別の日には、助力を請う予定の国も見物に行った。
民の暮らしを見、屋台で買い食いをして、ついでに王宮にも侵入して、色々と腹黒い事をやってる証拠を幾つか貰って置く。
特に何か目的がある訳じゃ無い。
単にゼフィルスが見たいと願ったから、見せるだけだ。
一度航海中のアルフィーダの様子を見せる為に連れて行ったら、丁度身体を拭いてる最中で、怒ったゼフィルスに首を絞められた。
痛くも痒くもないけれど、一応あれは事故である。
普段から覗いてるでは決してない。
兎に角、色々な物を見、更に船長として振る舞うアルフィーダの姿も見た事で、ゼフィルスも色々と考えたのだろう。

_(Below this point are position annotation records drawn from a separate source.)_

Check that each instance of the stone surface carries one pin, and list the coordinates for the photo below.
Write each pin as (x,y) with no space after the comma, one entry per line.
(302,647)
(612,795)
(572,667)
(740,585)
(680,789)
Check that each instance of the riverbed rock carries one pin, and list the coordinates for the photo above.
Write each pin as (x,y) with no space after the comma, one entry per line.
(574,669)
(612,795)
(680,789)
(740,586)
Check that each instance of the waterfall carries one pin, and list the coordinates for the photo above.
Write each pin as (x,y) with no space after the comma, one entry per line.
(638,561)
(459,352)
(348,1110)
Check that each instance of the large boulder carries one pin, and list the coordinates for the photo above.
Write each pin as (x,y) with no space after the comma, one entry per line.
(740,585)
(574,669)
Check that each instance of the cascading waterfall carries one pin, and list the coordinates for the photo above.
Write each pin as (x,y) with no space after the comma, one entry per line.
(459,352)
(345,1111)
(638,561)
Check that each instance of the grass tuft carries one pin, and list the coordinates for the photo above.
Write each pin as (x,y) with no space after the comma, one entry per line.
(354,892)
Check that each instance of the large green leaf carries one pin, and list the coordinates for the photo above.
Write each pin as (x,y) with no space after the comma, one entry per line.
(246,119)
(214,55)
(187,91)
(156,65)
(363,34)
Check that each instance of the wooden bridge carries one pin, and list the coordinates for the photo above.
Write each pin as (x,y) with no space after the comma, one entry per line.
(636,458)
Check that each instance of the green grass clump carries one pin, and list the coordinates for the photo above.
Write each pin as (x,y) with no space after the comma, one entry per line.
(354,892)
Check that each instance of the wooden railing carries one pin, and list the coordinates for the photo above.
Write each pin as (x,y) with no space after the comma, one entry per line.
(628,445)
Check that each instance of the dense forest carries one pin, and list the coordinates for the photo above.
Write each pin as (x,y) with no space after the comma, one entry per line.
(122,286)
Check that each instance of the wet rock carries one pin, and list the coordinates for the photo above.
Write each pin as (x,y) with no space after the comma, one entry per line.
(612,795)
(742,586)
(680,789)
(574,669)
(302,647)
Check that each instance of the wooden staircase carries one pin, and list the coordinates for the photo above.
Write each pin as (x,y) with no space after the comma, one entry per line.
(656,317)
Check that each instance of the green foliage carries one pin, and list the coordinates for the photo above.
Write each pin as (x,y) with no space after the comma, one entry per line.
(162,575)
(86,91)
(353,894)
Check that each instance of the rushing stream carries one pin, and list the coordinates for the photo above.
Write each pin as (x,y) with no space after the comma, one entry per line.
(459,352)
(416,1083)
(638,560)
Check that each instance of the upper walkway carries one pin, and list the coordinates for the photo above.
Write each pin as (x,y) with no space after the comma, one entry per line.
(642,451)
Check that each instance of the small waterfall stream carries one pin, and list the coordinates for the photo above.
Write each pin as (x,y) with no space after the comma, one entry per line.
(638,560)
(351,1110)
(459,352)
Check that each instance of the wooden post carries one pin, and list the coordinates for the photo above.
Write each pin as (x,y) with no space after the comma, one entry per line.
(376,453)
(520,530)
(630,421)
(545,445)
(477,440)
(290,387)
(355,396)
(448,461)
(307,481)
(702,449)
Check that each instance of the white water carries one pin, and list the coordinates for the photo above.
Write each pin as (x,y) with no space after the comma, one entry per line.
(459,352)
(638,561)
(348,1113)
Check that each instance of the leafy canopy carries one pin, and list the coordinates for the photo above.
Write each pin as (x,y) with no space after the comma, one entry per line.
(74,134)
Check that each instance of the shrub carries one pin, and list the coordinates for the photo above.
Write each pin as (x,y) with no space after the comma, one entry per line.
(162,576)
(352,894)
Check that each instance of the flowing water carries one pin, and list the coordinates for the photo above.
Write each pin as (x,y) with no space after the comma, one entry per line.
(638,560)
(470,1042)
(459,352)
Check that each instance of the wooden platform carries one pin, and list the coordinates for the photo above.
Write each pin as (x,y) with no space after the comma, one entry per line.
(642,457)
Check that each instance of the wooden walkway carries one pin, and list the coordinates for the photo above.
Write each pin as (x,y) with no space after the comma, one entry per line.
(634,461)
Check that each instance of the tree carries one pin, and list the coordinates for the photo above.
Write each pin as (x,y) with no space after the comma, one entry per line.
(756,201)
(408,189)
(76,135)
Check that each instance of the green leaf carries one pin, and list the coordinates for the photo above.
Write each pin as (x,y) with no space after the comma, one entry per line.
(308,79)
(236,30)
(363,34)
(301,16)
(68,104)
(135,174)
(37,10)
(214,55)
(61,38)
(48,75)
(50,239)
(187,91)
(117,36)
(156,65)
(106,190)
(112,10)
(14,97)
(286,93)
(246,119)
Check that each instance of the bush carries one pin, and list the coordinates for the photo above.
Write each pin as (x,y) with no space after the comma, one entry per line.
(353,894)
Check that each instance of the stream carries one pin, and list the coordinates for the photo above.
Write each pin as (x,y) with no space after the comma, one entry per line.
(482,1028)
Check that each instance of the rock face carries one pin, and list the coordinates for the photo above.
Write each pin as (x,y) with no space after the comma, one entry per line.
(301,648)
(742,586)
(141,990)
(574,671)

外に出かけて遊んだせいもあるだろうが、彼の瞳からは次第に鬱屈とした色は消えて行った。
何を考え、どんな結論を出したのかは僕は知らない。
僕が願われたのは知らない場所を見せる事で、悩みの解決じゃ無いから。
まあ其れでも、僕はゼフィルスと仲良くなった。
勿論彼の御付きや、未だに願いを言ってくれないアルフィーダには内緒である。